RECOGNITION SYSTEM FOR HANDWRITTEN AND PRINTED KANNADA NUMERALS AND VOWELS

GURURAJ MUKARAMBI1*, DHANDRA B.V.2, MALLIKARJUN HANGARGE3
1Department of P.G. Studies and Research in Computer Science Gulbarga University, Gulbarga, Karnataka.
2Department of P.G. Studies and Research in Computer Science Gulbarga University, Gulbarga, Karnataka.
3Department of Computer Science, Karnatak Arts, Science and Commerce College Bidar, Karnataka.
* Corresponding Author : gmukarambi@gmail.com

Received : 06-11-2011     Accepted : 09-12-2011     Published : 12-12-2011
Volume : 3     Issue : 4       Pages : 259 - 262
Int J Mach Intell 3.4 (2011):259-262
DOI : http://dx.doi.org/10.9735/0975-2927.3.4.259-262

Conflict of Interest : None declared

Cite - MLA : GURURAJ MUKARAMBI, et al "RECOGNITION SYSTEM FOR HANDWRITTEN AND PRINTED KANNADA NUMERALS AND VOWELS ." International Journal of Machine Intelligence 3.4 (2011):259-262. http://dx.doi.org/10.9735/0975-2927.3.4.259-262

Cite - APA : GURURAJ MUKARAMBI, DHANDRA B.V., MALLIKARJUN HANGARGE (2011). RECOGNITION SYSTEM FOR HANDWRITTEN AND PRINTED KANNADA NUMERALS AND VOWELS . International Journal of Machine Intelligence, 3 (4), 259-262. http://dx.doi.org/10.9735/0975-2927.3.4.259-262

Cite - Chicago : GURURAJ MUKARAMBI, DHANDRA B.V., and MALLIKARJUN HANGARGE "RECOGNITION SYSTEM FOR HANDWRITTEN AND PRINTED KANNADA NUMERALS AND VOWELS ." International Journal of Machine Intelligence 3, no. 4 (2011):259-262. http://dx.doi.org/10.9735/0975-2927.3.4.259-262

Copyright : © 2011, GURURAJ MUKARAMBI, et al, Published by Bioinfo Publications. This is an open-access article distributed under the terms of the Creative Commons Attribution License, which permits unrestricted use, distribution and reproduction in any medium, provided the original author and source are credited.

Abstract

In this paper, a recognition system for handwritten and printed Kannada numerals and vowels is proposed based on zone features. The Kannada numerals and vowels are circular in nature; therefore the pixel density feature is potential features for handwritten and printed Kannada numerals and vowels. The preprocessed image is divided into 64 zones. The pixel density is computed between each zone. The dimension of feature vector is 64. For classification, SVM classifier with five fold cross validation test is used to obtain average percentage of recognition accuracy of 97.40% and 95.90% for mixture of handwritten and printed Kannada numerals and vowels respectively. The total number of classes is 48, but in this experiment 24 classes are reduced due to mixture of handwritten and printed Kannada numerals and vowels. The novelty of the proposed algorithm is free from thinning and slant of the numerals and vowels.

Keywords

Document Image Analysis, Zone, K-Fold, SVM.

Introduction

The advancement of computer technology encouraged, every organization to implement the automatic processing of their organization activities.
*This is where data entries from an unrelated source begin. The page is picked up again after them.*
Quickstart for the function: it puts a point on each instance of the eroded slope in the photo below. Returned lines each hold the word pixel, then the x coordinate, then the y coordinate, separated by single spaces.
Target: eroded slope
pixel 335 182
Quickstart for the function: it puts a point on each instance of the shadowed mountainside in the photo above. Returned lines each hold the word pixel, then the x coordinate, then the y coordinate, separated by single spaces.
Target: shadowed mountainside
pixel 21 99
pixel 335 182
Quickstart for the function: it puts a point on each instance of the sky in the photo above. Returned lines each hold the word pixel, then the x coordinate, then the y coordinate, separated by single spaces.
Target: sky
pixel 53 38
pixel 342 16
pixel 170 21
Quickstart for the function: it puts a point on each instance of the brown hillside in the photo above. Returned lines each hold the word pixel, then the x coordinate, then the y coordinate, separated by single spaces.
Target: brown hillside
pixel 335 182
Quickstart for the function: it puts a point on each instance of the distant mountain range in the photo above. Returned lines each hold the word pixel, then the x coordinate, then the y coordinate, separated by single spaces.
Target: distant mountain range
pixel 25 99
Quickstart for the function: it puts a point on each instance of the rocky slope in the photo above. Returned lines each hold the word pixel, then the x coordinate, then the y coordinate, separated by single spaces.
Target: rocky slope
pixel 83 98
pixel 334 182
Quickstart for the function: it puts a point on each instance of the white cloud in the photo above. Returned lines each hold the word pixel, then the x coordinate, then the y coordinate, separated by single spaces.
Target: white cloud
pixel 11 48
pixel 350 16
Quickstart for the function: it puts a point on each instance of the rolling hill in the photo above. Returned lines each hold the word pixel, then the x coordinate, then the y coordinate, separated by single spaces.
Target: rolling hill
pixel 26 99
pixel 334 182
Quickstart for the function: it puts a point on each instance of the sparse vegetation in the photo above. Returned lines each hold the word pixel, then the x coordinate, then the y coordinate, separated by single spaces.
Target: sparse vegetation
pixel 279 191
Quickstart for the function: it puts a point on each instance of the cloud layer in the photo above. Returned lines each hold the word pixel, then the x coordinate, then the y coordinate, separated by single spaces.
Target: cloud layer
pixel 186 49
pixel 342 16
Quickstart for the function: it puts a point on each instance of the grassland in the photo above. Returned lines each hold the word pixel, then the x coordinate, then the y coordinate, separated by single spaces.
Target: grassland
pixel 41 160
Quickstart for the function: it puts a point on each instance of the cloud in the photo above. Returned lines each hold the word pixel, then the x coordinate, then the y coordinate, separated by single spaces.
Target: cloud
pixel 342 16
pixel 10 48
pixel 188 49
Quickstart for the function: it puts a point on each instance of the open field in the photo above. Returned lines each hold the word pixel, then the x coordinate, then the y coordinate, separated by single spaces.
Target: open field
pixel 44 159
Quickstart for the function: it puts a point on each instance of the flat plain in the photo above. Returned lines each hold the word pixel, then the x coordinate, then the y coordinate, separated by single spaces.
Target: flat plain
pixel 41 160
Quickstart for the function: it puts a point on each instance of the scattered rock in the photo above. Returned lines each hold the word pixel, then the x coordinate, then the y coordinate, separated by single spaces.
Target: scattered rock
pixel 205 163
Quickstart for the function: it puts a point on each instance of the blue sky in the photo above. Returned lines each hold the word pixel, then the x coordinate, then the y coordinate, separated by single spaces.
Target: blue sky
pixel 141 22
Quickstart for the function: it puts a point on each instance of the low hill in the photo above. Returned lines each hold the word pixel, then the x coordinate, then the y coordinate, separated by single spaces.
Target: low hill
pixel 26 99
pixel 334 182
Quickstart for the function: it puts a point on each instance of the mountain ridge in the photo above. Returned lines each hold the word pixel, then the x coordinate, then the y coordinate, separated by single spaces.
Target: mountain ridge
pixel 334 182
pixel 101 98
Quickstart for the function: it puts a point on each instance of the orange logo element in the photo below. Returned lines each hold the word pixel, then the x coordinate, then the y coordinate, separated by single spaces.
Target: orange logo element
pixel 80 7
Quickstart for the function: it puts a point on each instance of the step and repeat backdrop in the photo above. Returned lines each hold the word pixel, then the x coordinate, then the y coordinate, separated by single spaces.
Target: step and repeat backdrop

E.g. Postal zip codes for sorting the mails, automatic reading of the vehicle registration numbers, ID numbers, processing of bank cheques etc. are the application areas of numeral recognition system. Hence, there is a need to develop an OCR to recognize the numerals and vowels from a document containing handwritten and printed script. In multilingual country like India, it is common that many documents consist of both handwritten and printed numerals and characters in local languages. Mixture of handwritten and printed numerals and characters in Indian context usually appears in a single document such as official letters. The most of the letter documents in Karnataka will have printed and handwritten Kannada numerals and characters. For example outward number in handwritten numerals and date and other matters in printed numerals and characters. This address the need for development of single (Handwritten and Printed Mixed Kannada numerals and vowels) recognition system. In this direction, many feature extraction methods are proposed in the literature such as spatial, structural, statistical and topological features. Several feature extraction methods for recognition of English, Chinese, Arabic and Latin script are reviewed in [] 2, 3, and 4]. Only little work on handwritten and printed can be noticed on Indian scripts. The following is a brief account of the work carried out in the literature is presented.
Dhandra et al. [5] have proposed spatial features for handwritten Kannada and English Character Recognition, and have achieved the recognition accuracy of 90.01% for handwritten Kannada vowels and 91.04% for handwritten English uppercase alphabets. Leena R et al. [6] have proposed a Gabor filter features for handwritten Kannada Kagunita recognition and reported the recognition accuracy of 86% for vowels and 65% for consonants. Sangame et al. [7] have proposed zone based invariant moment features for handwritten Kannada vowel recognition and reported the average recognition accuracy of 85.53%. Aradhya et al. [8] have proposed fourier transform and principal component analysis techniques for handwritten Kannada character recognition and achieved the recognition accuracy of 68.89% for combined vowels and consonants. Dhandra et al. [9] have proposed zone based pixel density features for handwritten Kannada vowels and English uppercase alphabets and achieved the average recognition accuracy of 97.03% for combined vowels and uppercase alphabets. Acharya et al. [10] have proposed multi-level classifiers for recognition of handwritten Kannada numerals and reported the recognition accuracy of 98%. Dhandra et al. [11] have proposed zone based features for handwritten and printed Kannada digits recognition and achieved recognition accuracy of 97.32%. From the literature survey, it is clear that, still handwritten and printed character recognition is an active area of research to develop multilingual OCR System for the Indian languages. Hence in the proposed study an attempt is made to use the zone based features for the recognition of mixture of handwritten and printed Kannada numerals and vowels.
In this paper, Section1 contains the introduction and Section2 describes data collection and preprocessing details. Section3 deals with the feature extraction procedure. Experimental results and discussion are the subject matter of Section4 and Section5 contains conclusion.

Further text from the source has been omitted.